Abstract:

Climate change and poverty alleviation are, as Stern (2016) has coined, ‘the twin defining challenges of our century’. Historically, efforts to address these two challenges have been conflicted. However, two important developments suggest a new global readiness to move beyond historical conflicts and instead take advantage of key commonalities and collective interests. The 2015 adoption of the Sustainable Development Goals (SDGs) demonstrated an acute awareness that any plan to advance living standards of present and future generations must address the inseparable links between people, the planet and prosperity, while the Paris Agreement provides a promising new international platform to progress a unique collective framework for global climate cooperation.
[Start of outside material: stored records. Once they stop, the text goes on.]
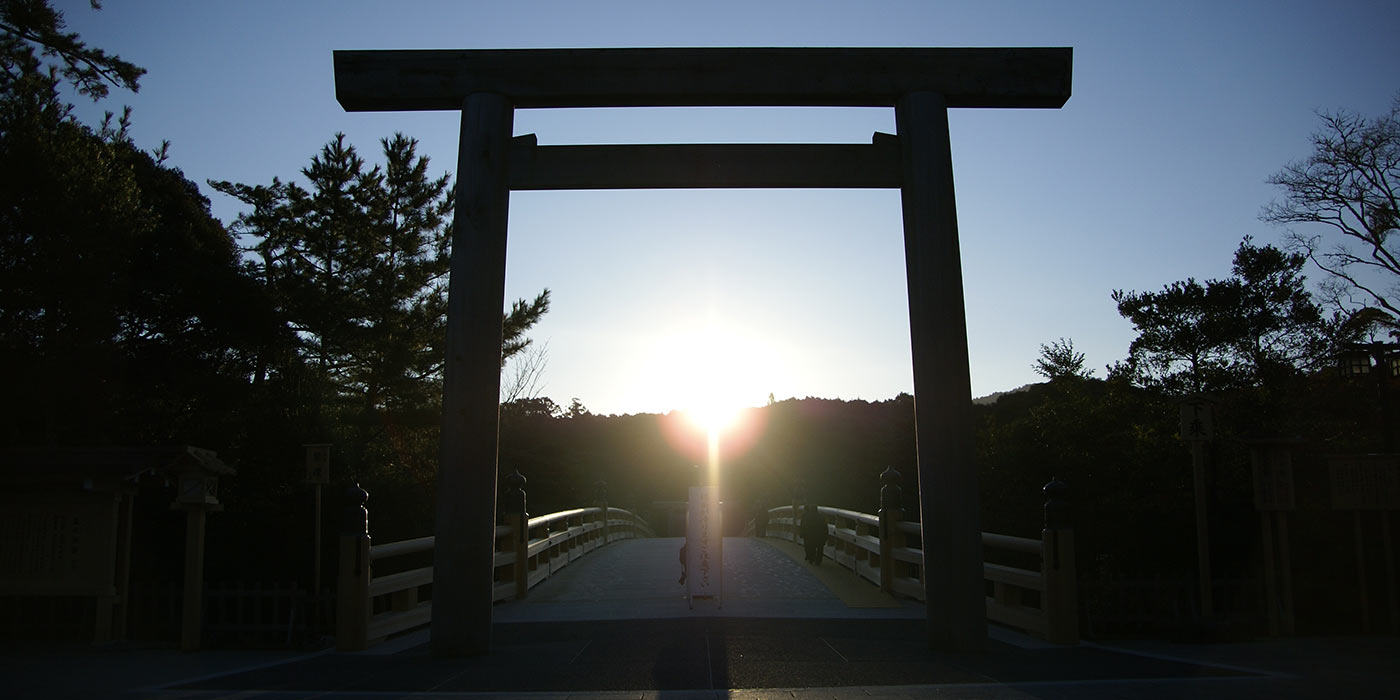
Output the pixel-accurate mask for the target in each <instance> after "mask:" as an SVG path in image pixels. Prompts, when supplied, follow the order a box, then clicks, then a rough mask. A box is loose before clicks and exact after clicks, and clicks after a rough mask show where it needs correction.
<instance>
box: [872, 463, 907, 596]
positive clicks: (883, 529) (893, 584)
mask: <svg viewBox="0 0 1400 700" xmlns="http://www.w3.org/2000/svg"><path fill="white" fill-rule="evenodd" d="M899 476H900V475H899V470H897V469H895V468H893V466H886V468H885V472H883V473H881V475H879V480H881V483H882V484H883V486H881V490H879V533H878V535H879V589H881V591H883V592H886V594H889V595H895V539H896V536H897V535H899V521H902V519H904V510H903V508H902V507H900V505H902V503H900V498H902V496H903V494H902V489H900V486H899Z"/></svg>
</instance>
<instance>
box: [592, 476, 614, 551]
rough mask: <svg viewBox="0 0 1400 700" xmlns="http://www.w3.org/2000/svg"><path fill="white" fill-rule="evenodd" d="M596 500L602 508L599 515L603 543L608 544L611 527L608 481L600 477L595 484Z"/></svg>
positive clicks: (600, 506) (595, 498)
mask: <svg viewBox="0 0 1400 700" xmlns="http://www.w3.org/2000/svg"><path fill="white" fill-rule="evenodd" d="M594 501H596V503H598V507H599V508H602V514H601V515H599V517H601V518H602V524H603V532H602V539H603V540H602V545H606V543H608V529H609V528H610V525H609V522H608V482H605V480H602V479H599V480H598V483H595V484H594Z"/></svg>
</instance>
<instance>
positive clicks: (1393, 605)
mask: <svg viewBox="0 0 1400 700" xmlns="http://www.w3.org/2000/svg"><path fill="white" fill-rule="evenodd" d="M1380 550H1382V554H1385V557H1386V608H1389V612H1390V631H1392V633H1400V605H1397V602H1396V550H1394V546H1392V543H1390V511H1386V510H1382V511H1380Z"/></svg>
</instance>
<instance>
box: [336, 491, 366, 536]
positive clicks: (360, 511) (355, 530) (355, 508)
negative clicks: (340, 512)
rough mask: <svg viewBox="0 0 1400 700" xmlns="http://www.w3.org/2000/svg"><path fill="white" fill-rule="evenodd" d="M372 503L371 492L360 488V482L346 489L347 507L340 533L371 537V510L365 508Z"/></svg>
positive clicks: (346, 501) (350, 535)
mask: <svg viewBox="0 0 1400 700" xmlns="http://www.w3.org/2000/svg"><path fill="white" fill-rule="evenodd" d="M365 503H370V491H365V490H364V489H361V487H360V482H356V484H354V486H351V487H349V489H346V507H344V514H343V517H342V521H340V533H342V535H346V536H356V538H368V536H370V510H368V508H365V507H364V504H365Z"/></svg>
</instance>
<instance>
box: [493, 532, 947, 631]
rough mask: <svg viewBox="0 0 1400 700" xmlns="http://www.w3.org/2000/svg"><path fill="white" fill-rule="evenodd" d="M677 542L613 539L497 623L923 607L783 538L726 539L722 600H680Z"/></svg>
mask: <svg viewBox="0 0 1400 700" xmlns="http://www.w3.org/2000/svg"><path fill="white" fill-rule="evenodd" d="M683 543H685V539H682V538H654V539H629V540H622V542H615V543H612V545H608V546H606V547H602V549H599V550H598V552H594V553H591V554H588V556H587V557H582V559H578V560H577V561H574V563H571V564H570V566H568V567H566V568H563V570H561V571H559V573H557V574H554V575H552V577H549V578H547V580H546V581H545V582H542V584H539V585H538V587H536V588H533V589H531V592H529V596H526V599H524V601H510V602H504V603H501V605H497V606H496V609H494V613H493V619H494V620H496V622H504V623H512V622H567V620H627V619H671V617H844V619H853V617H860V619H869V617H881V619H889V617H899V619H918V617H923V616H924V606H923V605H921V603H916V602H910V601H896V599H893V598H890V596H888V595H885V594H882V592H879V589H878V588H875V587H874V585H871V584H869V582H867V581H861V580H858V578H857V577H855V574H853V573H850V571H847V570H844V568H841V567H840V566H839V564H836V563H834V561H830V560H827V561H825V563H823V564H822V567H812V566H811V564H806V563H802V561H799V559H801V549H799V547H795V546H794V545H791V543H788V542H784V540H774V539H763V540H760V539H753V538H725V539H724V577H722V584H724V595H722V598H721V599H718V601H710V599H700V601H694V605H693V606H692V605H689V603H687V601H686V587H685V585H680V584H679V582H678V581H676V580H678V578H679V577H680V560H679V550H680V546H682V545H683Z"/></svg>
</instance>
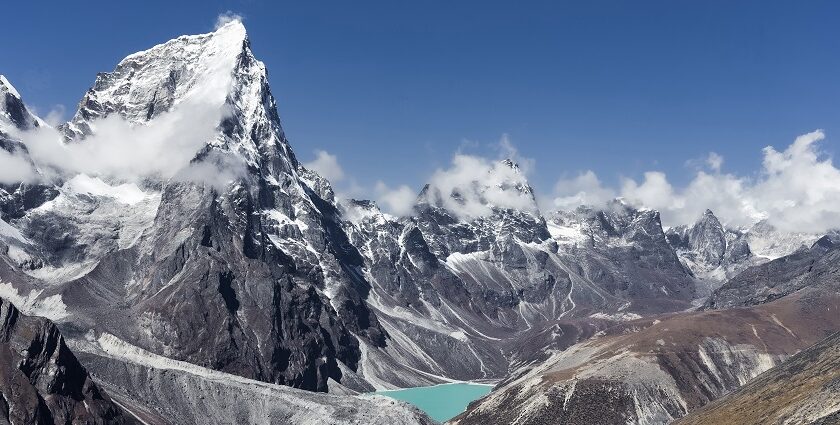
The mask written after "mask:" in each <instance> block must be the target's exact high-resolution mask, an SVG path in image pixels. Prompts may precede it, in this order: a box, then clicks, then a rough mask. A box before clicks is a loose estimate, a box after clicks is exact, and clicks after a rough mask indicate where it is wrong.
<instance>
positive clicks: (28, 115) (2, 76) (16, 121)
mask: <svg viewBox="0 0 840 425" xmlns="http://www.w3.org/2000/svg"><path fill="white" fill-rule="evenodd" d="M41 125H43V122H42V121H41V120H40V119H39V118H38V117H36V116H35V115H34V114H32V112H30V111H29V109H28V108H27V107H26V105H25V104H24V103H23V100H22V98H21V96H20V93H18V91H17V89H15V86H13V85H12V83H10V82H9V80H8V79H7V78H6V76H5V75H2V74H0V131H2V132H6V133H9V132H11V131H13V130H28V129H31V128H34V127H38V126H41Z"/></svg>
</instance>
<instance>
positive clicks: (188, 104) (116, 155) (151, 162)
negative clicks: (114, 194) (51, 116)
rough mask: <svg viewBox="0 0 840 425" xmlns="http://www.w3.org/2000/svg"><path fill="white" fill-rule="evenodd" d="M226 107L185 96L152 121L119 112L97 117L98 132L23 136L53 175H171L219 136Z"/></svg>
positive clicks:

Against this encouraging backdrop, this chapter draws attention to a somewhat under-appreciated, but profoundly important commonality in the twin climate and development challenges: both require societies to navigate and manage system-wide transformative change. As a better understanding of the process of transformational change could catalyse progress on both climate and development fronts, this chapter explores parallel efforts in respective fields

Citation:

Mealy, P. and Hepburn, C., “Transformational change: parallels for addressing climate and development goals.” In Handbook on the Economics of Climate Change, 397-419. Eds Graciela Chichilnisky and Armon Rezai, Edward Elgar Publishing, 2020.